The Qumran Excavations

The study of the manuscripts, grottos and archaeological remains of Khirbet Qumran on the western shore of the Dead Sea have contributed greatly to the reputation of the École Biblique et Archéologique Française. In 1947, the Dominican brothers and especially Fr. Roland de Vaux, OP, were among the first to be solicited to participate in the excavations.

Archaeologists, historians, biblists and epigraphists have since succeeded each other in attempting to get closer to the historical truth of the “Qumran Affair” by studying ancient manuscripts and studying the remains of the place. Even today, conclusions vary and publications continue to multiply. One day, perhaps, science and study will tell us what the daily life of the Essenes was, and will give reason to some, wrong to others or to all. Who knows?

“The manuscripts of Qumran are first and foremost a treasure for science, but access to these texts, even if it is not reserved for scientists, remains most arduous … They throw a crude light on Judaism At the turn of our era, and more precisely on a sectarian Judaism, therefore marginal, willingly pugnacious, tracing the traces that were believed to be lost or inaccessible from the abundant Jewish literature from which those who decided what our Bible would contain And in what order they would be, showing the weaving of tongues and scriptures, a reflection of the intermingling of the religious currents of the Hellenized East, and casting a dim light on the origins of Christianity, which was conceived in Jerusalem but is Born in Egypt, in Rome, in Carthage, in Lyon …

Thus, exploiting strong similarities between passages from the Qumran community manuscripts and the New Testament, some scholars and a host of popularizers believed they saw the Nazarene’s origin on the shores of the Dead Sea. Both of them are wrong. But in a Holy Land where archeology fails to show Christian witnesses before the 4th century, the site of Qumran appeared as an opportunity to flush out everyday life in the time of Jesus, living environment, habits, utensils . Things as much as words so. And the approach is legitimate since a Jewish Jesus is not to be demonstrated. “

Fr. Jean-Baptiste Humbert, archaeologist, quoted by the newspaper La Croix on the occasion of an exhibition Qumran of the BNF.

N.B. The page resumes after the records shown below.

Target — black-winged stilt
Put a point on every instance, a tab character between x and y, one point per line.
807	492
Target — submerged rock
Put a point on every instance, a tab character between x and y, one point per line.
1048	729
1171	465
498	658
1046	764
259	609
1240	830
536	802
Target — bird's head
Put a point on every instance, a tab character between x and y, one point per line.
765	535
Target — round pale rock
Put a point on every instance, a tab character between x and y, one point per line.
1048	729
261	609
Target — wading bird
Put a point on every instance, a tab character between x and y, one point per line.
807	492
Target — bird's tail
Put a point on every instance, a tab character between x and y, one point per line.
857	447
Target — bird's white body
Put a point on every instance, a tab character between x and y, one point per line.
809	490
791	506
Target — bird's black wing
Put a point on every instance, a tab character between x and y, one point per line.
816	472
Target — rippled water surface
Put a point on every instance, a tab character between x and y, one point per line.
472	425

“In the spring of 1947, a Bedouin of the Tacamireh tribe who occupied the desert east of Bethlehem, was looking for a lost goat in the cliffs of the Qumran region, tired and resting in the shade of the rocks, Pebble as a game in a hole in front of him and he was afraid at the sound of broken objects coming from the crevice in which he had thrown the stone, accompanied by his cousin, they returned the next day furnished with lamp and ropes They found among the numerous sherds that littered the ground, eight undamaged but empty jars, with the exception of one, from which they removed three rolls, and afterwards they released other rolls In more or less good state and some handfuls of fragments.

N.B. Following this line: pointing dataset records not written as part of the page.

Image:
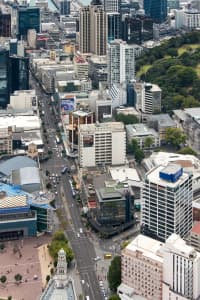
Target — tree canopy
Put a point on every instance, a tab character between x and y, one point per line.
59	241
114	273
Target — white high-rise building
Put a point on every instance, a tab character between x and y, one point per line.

Rather embarrassed by the discovery, they brought their booty to an antique dealer in Bethlehem who served as an intermediary for the sale of these old writings either to Professor EL Sukenik on behalf of the Hebrew University of Jerusalem or to Monsignor Athanasius Josue Samuel , The Syrian Orthodox Archbishop of Saint Mark in Jerusalem. Such was the beginning of an adventure of unsuspected importance at the time of the British Mandate over Palestine. Cachette spotted in January 1949 by the Arab legion of Jordan and the Belgian captain Lippens of the UN forces, the excavation of the cave (which will eventually become cave 1 with manuscripts) was undertaken in February by the Department of Antiquities of Jordan, the French Biblical and Archaeological School of Jerusalem and the Palestinian Archaeological Museum.”

Extract from an introduction by Professor Émile Puech, epigraphist, on the occasion of the 50 years of the discovery of the manuscripts of the Dead Sea.